The Gospel for today (Luke 2:36-40) is the story of Anna the prophetess. It might seem like a bit too much to ask a person to be praying day and night. This is the case only if we have a very limited vision of prayer, namely that prayer is recitation of devotional formulas in front of the Blessed Sacrament. There is far more to prayer than this. Our whole life ought to be one long prayer to God.
This is what the prophetess Anna is teaching us in today's Gospel reading. Her life becomes a symbol, or, better still, a living example of what all our lives should be, namely, a living sacrifice to God. Exactly that that means for each of us is different. Each person has his or her own part to play in the great plan of salvation. Hopefully, we all do our part. The big question is: How is this possible in the midst of the busyness of our lives?
Any successful person will tell you that one of the keys to his or her success in life is the ability to prioritize well.
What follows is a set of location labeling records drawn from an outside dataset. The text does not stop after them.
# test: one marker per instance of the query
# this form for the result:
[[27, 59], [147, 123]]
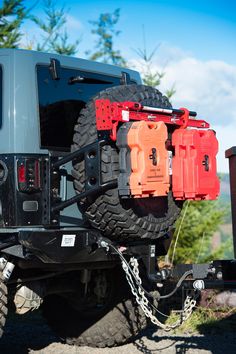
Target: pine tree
[[104, 28], [12, 15], [194, 230]]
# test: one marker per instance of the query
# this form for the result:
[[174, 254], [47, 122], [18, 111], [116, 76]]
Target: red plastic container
[[194, 165]]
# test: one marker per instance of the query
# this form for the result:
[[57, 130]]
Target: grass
[[205, 320]]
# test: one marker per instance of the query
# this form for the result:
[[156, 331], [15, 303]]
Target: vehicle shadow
[[25, 333]]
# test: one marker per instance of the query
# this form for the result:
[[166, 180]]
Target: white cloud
[[208, 87]]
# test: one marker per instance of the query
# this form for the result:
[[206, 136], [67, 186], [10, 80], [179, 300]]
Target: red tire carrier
[[160, 150]]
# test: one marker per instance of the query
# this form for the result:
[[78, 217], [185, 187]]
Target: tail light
[[28, 174]]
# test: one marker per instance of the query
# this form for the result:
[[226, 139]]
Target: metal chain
[[189, 303]]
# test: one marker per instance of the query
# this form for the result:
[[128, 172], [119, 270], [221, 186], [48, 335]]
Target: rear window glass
[[60, 102]]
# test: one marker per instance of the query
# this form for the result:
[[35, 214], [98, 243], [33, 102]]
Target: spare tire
[[121, 219]]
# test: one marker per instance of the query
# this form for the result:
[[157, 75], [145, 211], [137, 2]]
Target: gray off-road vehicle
[[94, 169]]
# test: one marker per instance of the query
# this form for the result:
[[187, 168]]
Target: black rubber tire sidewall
[[116, 218]]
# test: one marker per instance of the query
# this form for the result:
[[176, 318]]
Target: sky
[[196, 49]]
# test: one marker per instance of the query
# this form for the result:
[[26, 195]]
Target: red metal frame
[[110, 114]]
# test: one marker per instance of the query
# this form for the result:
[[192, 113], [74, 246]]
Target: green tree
[[12, 15], [194, 230], [54, 38], [104, 28]]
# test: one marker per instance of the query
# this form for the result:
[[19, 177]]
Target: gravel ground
[[30, 334]]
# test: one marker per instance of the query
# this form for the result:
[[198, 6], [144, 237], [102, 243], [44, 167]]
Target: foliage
[[55, 37], [104, 28], [194, 229], [12, 15]]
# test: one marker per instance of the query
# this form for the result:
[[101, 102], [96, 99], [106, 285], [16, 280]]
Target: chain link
[[137, 291]]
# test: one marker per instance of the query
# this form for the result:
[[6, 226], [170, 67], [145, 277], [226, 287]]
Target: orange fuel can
[[144, 160]]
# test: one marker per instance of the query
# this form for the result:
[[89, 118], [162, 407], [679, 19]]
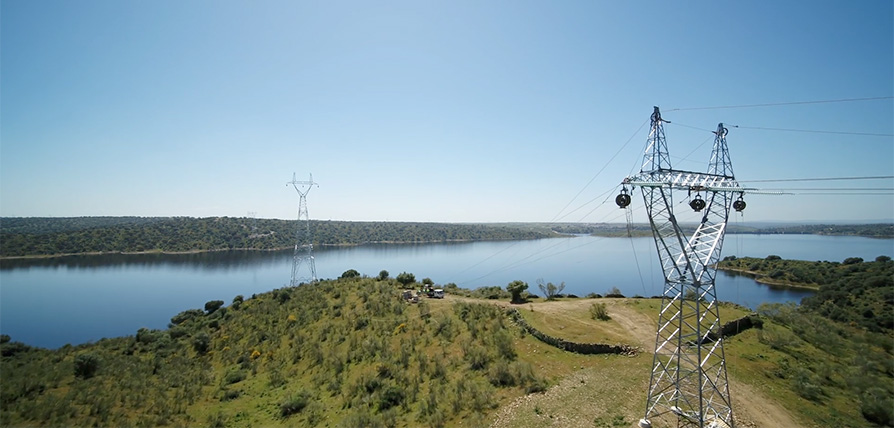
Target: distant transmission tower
[[688, 386], [304, 246]]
It is important for us to realize that not every good thing that we can do, should be done. This can be hard to accept at first, but it is quite logical when we think it through properly.
Jesus gave a certain priority to prayer in his life and ministry because he knew that this was the basis of his relationship with the Father. Without being in relationship with God through prayer, it is impossible to know what it is that God wants us to do. It is certainly ironical that the first thing that we stop doing in our lives when we are busy with some project or other is stop praying. This does not happen in the lives of the saints and herein lies the key to holiness and success in the spiritual life. We must learn to give absolute priority to prayer, as it is the basis of our relationship with God. Without prayer, we cannot know what God’s will for our lives is. That is why the question we constantly ask ourselves when we want to do something: where is God in what I want to do?
The fact that Anna is 84 years old should also give us hope. We are never too old to have something constructive to do in the work of God's community.